The Exchange

Commentary and Observations from
the Medical Front Lines

Biologics in Psoriasis

Biologics in Psoriasis

The current understanding of the pathogenesis of psoriasis has led to the development of many immune-mediating biologic medications that specifically target overactive inflammatory cytokines. Biologics are different from traditional systemic drugs that impact the entire immune system in that they block the actions of specific types of immune cells and proteins that play a major role psoriatic disease.
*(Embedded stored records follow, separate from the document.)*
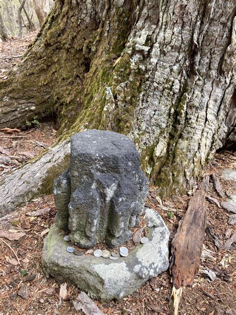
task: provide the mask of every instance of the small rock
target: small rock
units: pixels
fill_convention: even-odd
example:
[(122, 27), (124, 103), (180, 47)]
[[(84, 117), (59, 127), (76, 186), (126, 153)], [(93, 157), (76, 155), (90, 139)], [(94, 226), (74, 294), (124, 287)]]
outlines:
[(93, 249), (89, 249), (85, 253), (85, 255), (89, 255), (90, 254), (92, 254), (94, 252)]
[(120, 247), (119, 248), (119, 253), (121, 254), (127, 254), (128, 249), (126, 247)]
[(113, 257), (119, 257), (120, 255), (119, 255), (119, 253), (116, 251), (116, 252), (112, 252), (112, 256)]
[(233, 212), (236, 213), (236, 207), (235, 205), (227, 202), (226, 201), (223, 201), (221, 203), (221, 206), (227, 210), (229, 212)]
[(236, 170), (231, 168), (225, 168), (222, 171), (222, 177), (226, 180), (236, 181)]
[(236, 222), (236, 214), (231, 214), (229, 216), (228, 223), (230, 225), (234, 225)]
[(140, 239), (142, 235), (142, 231), (143, 231), (145, 226), (140, 228), (137, 231), (136, 231), (133, 235), (132, 241), (135, 244), (137, 244), (140, 242)]
[(67, 248), (66, 249), (66, 250), (67, 251), (68, 253), (73, 253), (74, 251), (75, 250), (75, 249), (73, 247), (72, 247), (71, 246), (68, 246)]
[(66, 235), (65, 236), (64, 236), (63, 239), (64, 241), (66, 241), (66, 242), (69, 242), (69, 241), (70, 240), (69, 235)]
[(102, 256), (102, 251), (101, 249), (96, 249), (96, 251), (94, 251), (94, 256), (95, 257), (101, 257)]
[(142, 237), (142, 238), (140, 240), (140, 242), (141, 244), (147, 244), (149, 241), (149, 239), (147, 237)]
[(104, 258), (109, 258), (111, 256), (111, 252), (107, 249), (102, 251), (102, 257)]

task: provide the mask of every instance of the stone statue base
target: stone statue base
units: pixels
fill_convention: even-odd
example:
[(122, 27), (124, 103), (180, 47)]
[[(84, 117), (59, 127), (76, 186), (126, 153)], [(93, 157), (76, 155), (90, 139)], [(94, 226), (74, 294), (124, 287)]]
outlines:
[(103, 302), (131, 294), (169, 266), (168, 228), (156, 211), (145, 208), (144, 213), (150, 241), (117, 260), (68, 253), (68, 243), (54, 224), (44, 240), (42, 261), (46, 275), (72, 283)]

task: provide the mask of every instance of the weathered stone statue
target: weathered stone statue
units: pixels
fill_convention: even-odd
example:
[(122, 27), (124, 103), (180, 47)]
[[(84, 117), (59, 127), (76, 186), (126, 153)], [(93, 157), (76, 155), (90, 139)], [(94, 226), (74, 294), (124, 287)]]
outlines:
[(83, 248), (130, 239), (148, 192), (140, 156), (127, 137), (89, 130), (71, 139), (70, 166), (56, 179), (54, 194), (59, 227)]
[[(46, 275), (109, 301), (131, 294), (166, 270), (169, 233), (156, 211), (143, 209), (148, 183), (140, 168), (139, 155), (127, 137), (99, 130), (72, 137), (69, 168), (54, 183), (58, 213), (44, 241), (42, 264)], [(120, 245), (120, 251), (128, 252), (124, 243), (143, 210), (145, 223), (141, 224), (143, 229), (146, 226), (143, 238), (146, 239), (129, 248), (127, 255), (118, 253), (107, 259), (96, 256), (96, 251), (83, 255), (76, 248), (105, 241), (109, 247)], [(70, 243), (62, 229), (69, 232)]]

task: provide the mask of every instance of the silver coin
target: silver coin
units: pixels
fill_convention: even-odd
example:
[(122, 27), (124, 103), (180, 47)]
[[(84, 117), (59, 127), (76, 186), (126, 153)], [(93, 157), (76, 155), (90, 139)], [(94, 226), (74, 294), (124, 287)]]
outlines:
[(94, 256), (95, 256), (95, 257), (101, 257), (102, 256), (102, 251), (101, 249), (96, 249), (96, 251), (94, 251)]
[(66, 249), (66, 250), (68, 253), (73, 253), (75, 250), (75, 249), (74, 247), (72, 247), (71, 246), (68, 246), (68, 247)]
[(69, 242), (69, 241), (70, 240), (69, 235), (66, 235), (65, 236), (64, 236), (63, 239), (64, 241), (66, 241), (66, 242)]
[(122, 254), (127, 254), (128, 250), (126, 247), (120, 247), (119, 252), (122, 253)]
[(84, 252), (80, 249), (76, 248), (74, 251), (74, 254), (76, 256), (82, 256), (82, 255), (84, 255)]
[(118, 252), (112, 252), (112, 256), (114, 257), (119, 257), (120, 255)]
[(140, 242), (142, 244), (146, 244), (147, 243), (148, 243), (149, 241), (149, 240), (147, 237), (142, 237), (140, 240)]
[(117, 259), (118, 259), (118, 258), (119, 257), (114, 257), (114, 256), (110, 256), (109, 257), (109, 258), (112, 260), (116, 260)]
[(85, 255), (89, 255), (89, 254), (92, 254), (92, 253), (93, 253), (94, 252), (94, 250), (93, 249), (88, 249), (87, 252), (85, 252)]
[(109, 258), (111, 256), (111, 252), (107, 249), (102, 251), (102, 257), (104, 258)]
[(127, 257), (127, 256), (128, 255), (128, 253), (124, 253), (119, 252), (119, 253), (120, 254), (120, 256), (122, 256), (123, 257)]

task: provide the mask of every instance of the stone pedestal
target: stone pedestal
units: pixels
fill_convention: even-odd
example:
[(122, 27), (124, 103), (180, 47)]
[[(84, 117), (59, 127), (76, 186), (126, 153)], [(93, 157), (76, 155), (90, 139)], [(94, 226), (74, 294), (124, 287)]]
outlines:
[(71, 139), (70, 165), (55, 181), (56, 223), (44, 241), (45, 273), (78, 286), (102, 301), (130, 294), (168, 268), (169, 231), (159, 214), (145, 209), (149, 241), (117, 260), (67, 252), (70, 241), (81, 248), (97, 243), (122, 246), (137, 226), (148, 190), (140, 156), (127, 137), (89, 130)]
[(42, 260), (46, 274), (72, 283), (102, 301), (132, 294), (169, 266), (169, 230), (155, 210), (145, 208), (145, 213), (149, 242), (115, 261), (68, 253), (68, 242), (57, 224), (53, 225), (44, 240)]

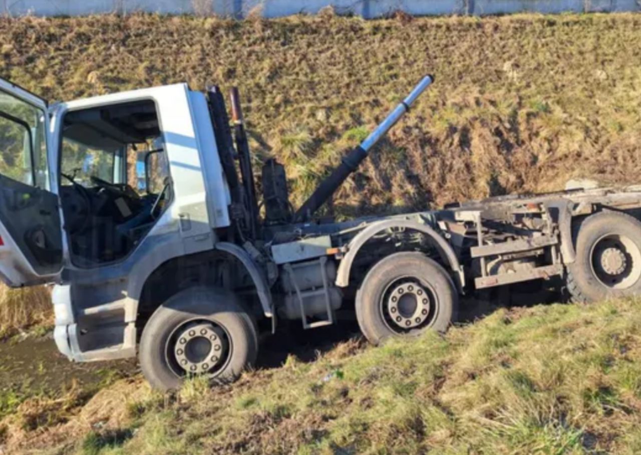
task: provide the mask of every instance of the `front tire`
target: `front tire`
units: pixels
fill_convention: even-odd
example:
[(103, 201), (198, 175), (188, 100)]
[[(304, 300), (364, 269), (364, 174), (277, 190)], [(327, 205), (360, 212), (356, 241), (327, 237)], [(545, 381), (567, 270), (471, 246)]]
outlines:
[(445, 332), (456, 314), (458, 294), (438, 262), (419, 252), (395, 253), (370, 270), (356, 293), (358, 325), (378, 345), (392, 336)]
[(145, 377), (160, 390), (187, 377), (231, 382), (258, 354), (256, 326), (231, 292), (206, 287), (181, 291), (154, 312), (142, 332), (138, 357)]
[(576, 259), (568, 266), (572, 300), (592, 302), (641, 295), (641, 222), (619, 212), (586, 218), (576, 237)]

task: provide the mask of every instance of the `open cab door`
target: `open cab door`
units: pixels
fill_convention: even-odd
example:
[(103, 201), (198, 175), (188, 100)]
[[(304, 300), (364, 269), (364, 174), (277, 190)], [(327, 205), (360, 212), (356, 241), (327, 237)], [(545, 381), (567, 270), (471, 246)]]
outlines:
[(46, 101), (0, 78), (0, 278), (12, 287), (53, 281), (62, 268), (49, 135)]

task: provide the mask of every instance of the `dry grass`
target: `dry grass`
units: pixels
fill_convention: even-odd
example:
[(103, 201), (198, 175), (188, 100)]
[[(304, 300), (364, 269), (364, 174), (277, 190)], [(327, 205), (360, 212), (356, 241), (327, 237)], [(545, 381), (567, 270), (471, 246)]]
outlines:
[(0, 284), (0, 337), (53, 323), (51, 296), (47, 288), (12, 289)]
[(242, 89), (256, 164), (294, 205), (424, 73), (436, 83), (335, 198), (339, 215), (617, 183), (641, 171), (641, 15), (237, 22), (133, 15), (0, 20), (0, 74), (65, 99), (187, 81)]
[(84, 406), (72, 394), (35, 399), (0, 422), (2, 448), (103, 455), (638, 453), (640, 305), (501, 309), (444, 338), (429, 333), (379, 348), (347, 341), (315, 361), (290, 357), (231, 386), (188, 382), (174, 397), (129, 380)]

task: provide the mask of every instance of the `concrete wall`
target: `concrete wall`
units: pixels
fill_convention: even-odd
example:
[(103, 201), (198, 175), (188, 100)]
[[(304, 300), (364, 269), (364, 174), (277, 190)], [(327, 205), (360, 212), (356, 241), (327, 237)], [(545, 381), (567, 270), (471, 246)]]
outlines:
[(340, 14), (366, 19), (401, 10), (417, 15), (640, 11), (641, 0), (0, 0), (10, 15), (83, 15), (135, 12), (242, 17), (256, 8), (265, 17), (313, 14), (332, 5)]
There are several biologics approved by the US Food and Drug Administration that are currently used in the treatment of psoriasis. Tumor necrosis factor-alpha inhibitors include etanercept, adalimumab, infliximab, and certolizumab pegol. A single interleukin-12/23 inhibitor, ustekinumab, is available; secukinumab, ixekizumab, and brodalumab selectively target interleukin-17, while tildrakizumab, risankizumab, and guselkumab inhibit interleukin-23.

Biologics are given by injection or infusion, depending on the label. Before prescribing to a patient, the risks and benefits of treatment must be considered. Increase in the risk of infections, reactivation of certain infectious diseases, or worsening of certain medical conditions are potential side effects, so obtaining a thorough medical history is essential in choosing which agent to use. Although side effects may be a concern, all agents have long-term safety data on file, and most of the time the efficacy and improvement in a patient’s quality of life will outweigh the risks.

Recently, new guidelines have been published on the use of systemic therapy such as biologics for the treatment of psoriasis. Before prescribing these agents, please familiarize yourself with the current guidelines which include all the benefits, risks, indications, and contraindications.